Taxonomy and Thesauri in Drupal 6

Exclusive offer: get 50% off this eBook here
Building Powerful and Robust Websites with Drupal 6

Building Powerful and Robust Websites with Drupal 6 — Save 50%

Build your own professional blog, forum, portal or community website with Drupal 6

€20.99    €10.50
by David Mercer | February 2009 | Content Management Drupal Open Source

In this article by David Mercer, we will see how Taxonomy makes Drupal's classification system so powerful. The method of categorizing content in Drupal makes it one of the most sophisticated content management systems around. Take the time to master working with taxonomy in Drupal, because not only will this help you to work out how to manage content better, but it will also really set your site apart from others because of the flexible and intuitive manner in which the content is organized. These attributes allow you to manage a site of pretty much any size imaginable (just in case what you are working on is "the next big thing").

What and Why?

Taxonomy is described as the science of classification. In terms of how it applies to Drupal, it is the method by which content is organized using several distinct types of relationship between terms. Simple as that! This doesn't really encompass how useful it is, though, but before we move on to that, there is a bit of terminology to pick up first:

  • Term: A term used to describe content (also known as a descriptor)
  • Vocabulary: A grouping of related terms
  • Thesaurus: A categorization of content that describes is similar to relationships
  • Taxonomy: A categorization of content into a hierarchical structure
  • Tagging: The process of associating a term (descriptor) with content
  • Synonym: Can be thought of as another word for the current term.

It may help to view the following diagram in order to properly grasp how these terms inter-relate.

Building Powerful and Robust Websites with Drupal 6

This serves to illustrate the fact that there are two main types of vocabulary. Each type consists of a set of terms, but the relationships between them are different in that a taxonomy deals with a hierarchy of information, and a thesaurus deals with relationships between terms. The terms (shown as small boxes) and their relationships (shown as arrows) play a critical role in how content is organized.

One of the things that makes the Drupal taxonomy system so powerful, is that it allows content to be categorized on the fly (as and when it is created).

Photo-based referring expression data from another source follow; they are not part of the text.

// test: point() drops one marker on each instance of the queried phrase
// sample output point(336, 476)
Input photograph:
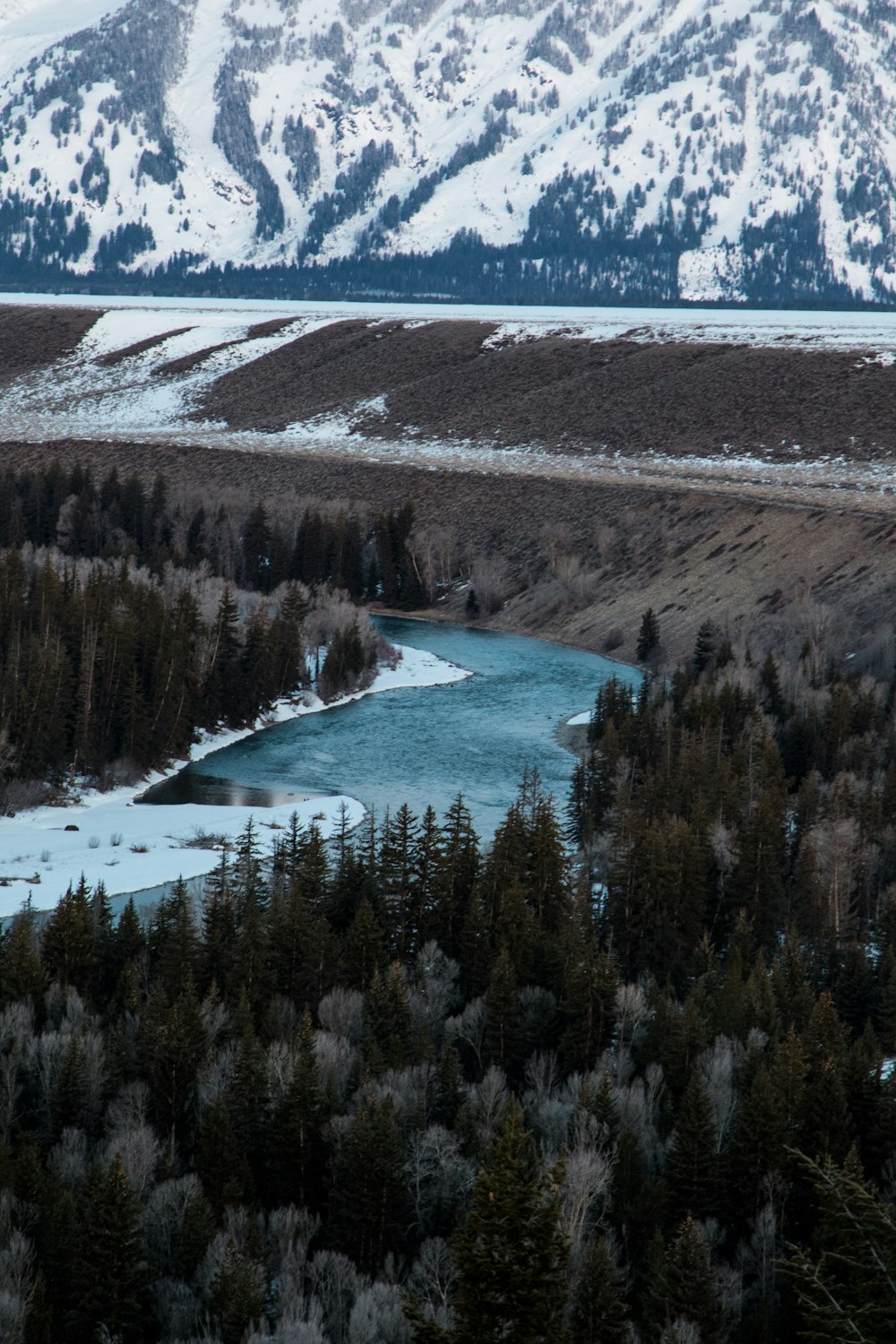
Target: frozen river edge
point(134, 849)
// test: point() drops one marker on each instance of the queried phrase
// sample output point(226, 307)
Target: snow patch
point(134, 847)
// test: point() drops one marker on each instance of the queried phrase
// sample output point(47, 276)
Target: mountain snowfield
point(643, 150)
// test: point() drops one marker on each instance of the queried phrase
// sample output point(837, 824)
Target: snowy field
point(872, 331)
point(80, 398)
point(132, 849)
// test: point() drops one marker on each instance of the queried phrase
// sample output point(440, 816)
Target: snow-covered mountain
point(650, 150)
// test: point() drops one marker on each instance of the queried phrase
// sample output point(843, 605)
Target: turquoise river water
point(424, 745)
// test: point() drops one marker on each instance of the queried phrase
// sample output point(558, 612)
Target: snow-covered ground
point(83, 400)
point(814, 328)
point(132, 849)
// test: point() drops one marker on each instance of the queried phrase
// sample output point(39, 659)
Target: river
point(421, 746)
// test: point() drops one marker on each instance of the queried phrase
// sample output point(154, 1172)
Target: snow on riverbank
point(132, 849)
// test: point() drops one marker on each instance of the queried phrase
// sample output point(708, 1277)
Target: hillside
point(640, 151)
point(584, 470)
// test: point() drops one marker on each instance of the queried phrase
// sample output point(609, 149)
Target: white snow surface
point(132, 847)
point(82, 400)
point(724, 112)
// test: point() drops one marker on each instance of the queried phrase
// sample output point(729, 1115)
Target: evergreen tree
point(598, 1312)
point(692, 1167)
point(648, 636)
point(847, 1279)
point(509, 1253)
point(113, 1273)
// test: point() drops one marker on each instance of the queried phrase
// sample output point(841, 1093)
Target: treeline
point(254, 543)
point(102, 667)
point(405, 1089)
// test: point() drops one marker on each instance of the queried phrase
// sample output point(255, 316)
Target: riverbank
point(109, 838)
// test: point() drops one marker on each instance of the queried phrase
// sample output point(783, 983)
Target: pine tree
point(648, 636)
point(509, 1252)
point(686, 1288)
point(847, 1281)
point(598, 1312)
point(113, 1274)
point(692, 1167)
point(370, 1202)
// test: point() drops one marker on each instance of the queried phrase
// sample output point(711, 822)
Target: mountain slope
point(649, 150)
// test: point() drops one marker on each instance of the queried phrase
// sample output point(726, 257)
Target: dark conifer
point(509, 1253)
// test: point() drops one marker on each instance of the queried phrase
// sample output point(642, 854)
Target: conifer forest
point(621, 1075)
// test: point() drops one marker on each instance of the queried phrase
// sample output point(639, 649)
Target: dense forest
point(622, 1074)
point(129, 620)
point(411, 1088)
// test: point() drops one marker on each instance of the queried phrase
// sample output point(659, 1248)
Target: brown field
point(568, 394)
point(629, 492)
point(579, 561)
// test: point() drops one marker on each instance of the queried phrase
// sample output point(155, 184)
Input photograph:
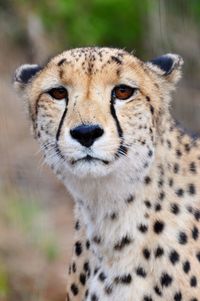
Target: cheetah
point(102, 118)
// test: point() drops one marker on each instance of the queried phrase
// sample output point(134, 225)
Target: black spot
point(141, 272)
point(97, 239)
point(180, 192)
point(74, 267)
point(147, 203)
point(86, 267)
point(161, 195)
point(198, 256)
point(158, 227)
point(186, 266)
point(159, 252)
point(176, 168)
point(116, 59)
point(195, 233)
point(174, 208)
point(86, 293)
point(178, 296)
point(94, 297)
point(171, 182)
point(122, 243)
point(146, 253)
point(152, 109)
point(187, 147)
point(77, 225)
point(74, 289)
point(147, 180)
point(61, 62)
point(193, 281)
point(130, 199)
point(169, 144)
point(25, 74)
point(147, 298)
point(178, 153)
point(82, 278)
point(142, 228)
point(197, 215)
point(192, 167)
point(150, 153)
point(87, 244)
point(96, 270)
point(166, 280)
point(158, 207)
point(174, 257)
point(164, 62)
point(157, 290)
point(108, 289)
point(113, 215)
point(78, 248)
point(102, 276)
point(191, 189)
point(182, 238)
point(125, 279)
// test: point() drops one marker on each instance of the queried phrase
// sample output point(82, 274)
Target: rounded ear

This unburdens administrators because it is no longer necessary to moderate every bit of content coming into the site in order to put it into pre-determined categories. We'll discuss these methods in some detail in the coming sections, but it's also worth noting quickly that it is possible to tag a given node more than once. This means that content can belong to several vocabularies, at once. This is very useful for cross-referencing purposes because it highlights relationships between terms or vocabularies through the actual nodes.

Implementing Controlled Taxonomies in Drupal

The best way to talk about how to implement some form of categorization is to see it in action. There are quite a few settings to work with and consider in order to get things up and running. Let's assume that the demo site has enlisted a large number of specialists who will maintain their own blogs on the website so that interested parties can keep tabs on what's news according to the people in the know.

Now, some people will be happy with visiting their blog of choice and reading over any new postings there. Some people, however, might want to be able to search for specific topics in order to see if there are correlations or disagreements between bloggers on certain subjects. As there is going to be a lot of content posted once the site has been up and running for a few months, we need some way to ensure that specific topics are easy to find, regardless of who has been discussing them on their blogs.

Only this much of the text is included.